Perinatal depression affects 6.5–12.9% of women, with high rates in women of color and comorbid perinatal anxiety in up to 50% of cases. The Research Domain Criteria (RDoC) provides a translational framework for identifying transdiagnostic psychiatric symptoms, but its application in perinatal affective disorders (PNAD) is yet limited. Here, we identified RDoC-based transdiagnostic features of PNAD in 140 primarily low-income Black and Hispanic women at 272 total longitudinal visits across the perinatal period.

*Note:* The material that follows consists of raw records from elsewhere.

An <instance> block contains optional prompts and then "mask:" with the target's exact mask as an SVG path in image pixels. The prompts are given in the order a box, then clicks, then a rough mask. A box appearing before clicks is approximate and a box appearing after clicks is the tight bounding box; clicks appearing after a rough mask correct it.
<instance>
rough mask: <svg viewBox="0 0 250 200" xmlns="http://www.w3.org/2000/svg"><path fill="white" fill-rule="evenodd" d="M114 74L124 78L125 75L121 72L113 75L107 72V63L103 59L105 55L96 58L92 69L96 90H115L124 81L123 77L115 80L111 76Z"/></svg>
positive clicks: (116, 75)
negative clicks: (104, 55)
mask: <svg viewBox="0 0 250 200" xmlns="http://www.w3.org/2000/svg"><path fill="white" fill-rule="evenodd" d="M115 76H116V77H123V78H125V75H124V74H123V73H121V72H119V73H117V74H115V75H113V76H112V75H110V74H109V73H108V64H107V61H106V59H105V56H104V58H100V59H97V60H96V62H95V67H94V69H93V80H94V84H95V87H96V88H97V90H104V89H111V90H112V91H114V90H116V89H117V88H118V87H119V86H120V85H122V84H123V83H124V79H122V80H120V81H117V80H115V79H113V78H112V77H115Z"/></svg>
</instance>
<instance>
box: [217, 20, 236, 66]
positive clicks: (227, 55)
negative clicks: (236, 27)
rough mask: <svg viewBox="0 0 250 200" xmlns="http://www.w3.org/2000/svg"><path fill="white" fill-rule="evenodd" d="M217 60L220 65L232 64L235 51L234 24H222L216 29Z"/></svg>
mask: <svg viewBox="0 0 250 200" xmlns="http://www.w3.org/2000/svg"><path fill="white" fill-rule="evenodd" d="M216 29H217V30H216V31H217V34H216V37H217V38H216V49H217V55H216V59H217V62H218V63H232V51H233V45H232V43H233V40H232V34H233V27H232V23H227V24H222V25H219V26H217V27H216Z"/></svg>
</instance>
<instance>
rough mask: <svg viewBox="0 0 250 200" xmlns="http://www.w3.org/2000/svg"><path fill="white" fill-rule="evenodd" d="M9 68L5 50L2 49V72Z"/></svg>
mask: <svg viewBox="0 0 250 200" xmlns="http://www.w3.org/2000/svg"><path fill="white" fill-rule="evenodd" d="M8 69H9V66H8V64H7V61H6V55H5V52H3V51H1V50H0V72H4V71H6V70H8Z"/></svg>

Women completed RDoC self-report measures of potential threat and reward valuation—Behavioral Inhibition System/Behavioral Activation System scale (BIS/BAS) and Intolerance of Uncertainty Scale (IUS)—and measures of depression (Patient Health Questionnaire-9; PHQ-9) and anxiety (Generalized Anxiety Disorder-7; GAD-7). Longitudinal mixed effects models assessed associations of between-person (“trait-like”) and within-person (“state-like”) measures of potential threat (BIS/IUS) and reward valuation (BAS-Drive) with depression and anxiety symptoms. Higher “trait-like” BIS (standardized b = 2.33, p < .001) and IUS (b = 2.97, p < .001) scores, higher “state-like” BIS (b = .71, p < .001), and lower “state-like” BAS-Drive (b = − .58, p = .04) scores were associated with worse depressive symptoms. Higher “trait-like” BIS (b = 2.22, p < .001) and IUS (b = 2.73, p < .001) and higher “state-like” BIS scores (b = .92, p < .001) were associated with worse anxiety symptoms. Potential threat may be a prominent, transdiagnostic feature of perinatal anxiety and depression, whereas reward valuation may be a non-transdiagnostic, weaker feature of perinatal depression. Potential threat is important as both a “trait-like” feature that is sustained across the perinatal period and a “state-like” feature that varies within a woman across pregnancy. Grounded in RDoC, this work reveals neurobiological targets for translational research into PNAD.